Review: The Weight of Elephants
The Weight of Elephants would make an exquisite photography book. A large, glossy tome that sat on the coffee table and you could flick through dreaming over the perfectly composed, evocative, flare-tinged images.
But it’s a film, and films (generally) need storylines. It opens with the vanishing of three children – a mystery that serves as a scene-setter rather than a driver to the plot. The menacing disappearance is just another burden (see: title) that vulnerable young Adrian must endure along with an absent mother, stern grandmother, manic-depressive uncle, school bullies, wayward neighbours, etc, etc.
Demos Murphy plays 11-year-old Adrian and does a sterling job of tugging the heartstrings with his warm, wide-eyed sensitivity. A scene where he traps a furry rabbit friend provides a rare, precious moment of childhood joy. At the other end of the emotional register, Matthew Sunderland again shows his aptitude for playing deeply disturbed characters. He’s terrifyingly good as Adrian’s dearest and most dangerous family member.

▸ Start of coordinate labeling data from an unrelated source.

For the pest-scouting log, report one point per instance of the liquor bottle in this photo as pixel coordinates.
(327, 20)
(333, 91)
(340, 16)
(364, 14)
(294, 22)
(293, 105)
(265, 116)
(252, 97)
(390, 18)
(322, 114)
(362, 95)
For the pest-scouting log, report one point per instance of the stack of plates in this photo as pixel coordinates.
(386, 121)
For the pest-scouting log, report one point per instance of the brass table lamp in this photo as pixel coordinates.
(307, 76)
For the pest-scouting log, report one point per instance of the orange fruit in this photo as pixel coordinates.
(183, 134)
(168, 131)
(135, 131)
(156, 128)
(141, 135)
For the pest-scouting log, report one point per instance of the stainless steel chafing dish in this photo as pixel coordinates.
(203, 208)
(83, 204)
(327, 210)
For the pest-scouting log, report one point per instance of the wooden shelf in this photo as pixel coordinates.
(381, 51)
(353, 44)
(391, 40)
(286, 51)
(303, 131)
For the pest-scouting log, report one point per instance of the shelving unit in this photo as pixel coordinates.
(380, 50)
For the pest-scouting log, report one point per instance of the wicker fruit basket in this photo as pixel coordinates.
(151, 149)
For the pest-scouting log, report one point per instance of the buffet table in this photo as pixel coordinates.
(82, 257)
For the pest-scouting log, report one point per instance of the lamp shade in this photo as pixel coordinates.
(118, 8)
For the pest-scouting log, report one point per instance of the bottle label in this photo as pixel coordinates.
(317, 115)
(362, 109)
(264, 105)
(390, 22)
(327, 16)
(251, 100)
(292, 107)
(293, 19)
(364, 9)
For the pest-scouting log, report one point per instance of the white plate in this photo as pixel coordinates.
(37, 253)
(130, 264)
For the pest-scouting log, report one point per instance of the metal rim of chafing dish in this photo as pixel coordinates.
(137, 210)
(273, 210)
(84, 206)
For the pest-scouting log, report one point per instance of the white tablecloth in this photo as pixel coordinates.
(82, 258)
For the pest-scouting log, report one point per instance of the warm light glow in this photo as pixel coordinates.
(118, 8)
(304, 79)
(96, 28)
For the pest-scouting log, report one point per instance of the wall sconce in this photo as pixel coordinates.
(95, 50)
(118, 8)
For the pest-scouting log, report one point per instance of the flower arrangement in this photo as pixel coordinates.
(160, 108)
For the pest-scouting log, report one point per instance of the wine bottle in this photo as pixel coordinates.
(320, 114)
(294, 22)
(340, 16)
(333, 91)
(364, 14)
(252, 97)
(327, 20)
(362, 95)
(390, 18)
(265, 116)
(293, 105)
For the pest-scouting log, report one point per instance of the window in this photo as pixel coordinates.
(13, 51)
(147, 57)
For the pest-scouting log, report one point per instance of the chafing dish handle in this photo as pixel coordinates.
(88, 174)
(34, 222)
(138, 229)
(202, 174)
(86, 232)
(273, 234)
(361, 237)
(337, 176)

Daniel Borgman has an eye for the visual poetry of his medium and his directorial debut shows great promise but eventually gets bogged down by the earnest weightiness of the script. It plays out more like a collection of scenes than a cohesive whole, with the main thrust being a layering of increasing hopelessness. If you, as the New Zealand Film Commission seem to, like melancholic beautiful odes to childhood then this is the film for you. Stunning? Yes. Uplifting? No.